What happens if a tenant doesn’t move out at the end of the tenancy?
This is an ever worrying question for landlords, especially with the fact that local authorities are now advising tenants to stay put beyond the tenancy end dates if they have not found another property.
Many landlords struggle to understand that you cannot simply just turf a tenant out of a property if they don’t leave- you have to follow a set procedure and abide by the law otherwise it will be deemed as harassment.
To gain possession a section 21 notice needs to be served giving the tenants a minimum of 2 months’ notice. This cannot expire before the end of the fixed term and the tenants have the right to stay in the property for a minimum of 6 months which is set out in the housing act 1988.

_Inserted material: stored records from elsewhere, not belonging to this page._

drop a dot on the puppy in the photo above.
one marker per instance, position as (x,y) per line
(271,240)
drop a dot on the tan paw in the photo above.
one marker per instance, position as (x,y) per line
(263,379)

If the tenant fails to leave on the last day of the tenancy then you would need to go to court to ask for an order for possession. You can choose to go for an accelerated possession order which is the quickest way of trying to gain possession as you don’t need a court hearing, however you will need to make a payment before action can take place.
Providing the notice has been served correctly then a judge will grant possession between 14 and 42 days after the date of the hearing. It will be at the longer end if the tenants claim hardship or make an objection.
If the tenants still don’t leave by the date the possession order states then you have to request a warrant for possession. The tenant’s will then be sent an eviction notice giving a date they must leave by. Bailiffs will then be able to remove the tenants from the property.
The terms of the original tenancy will continue as long as the tenants stay so they will still be responsible for rent payments until the day they leave.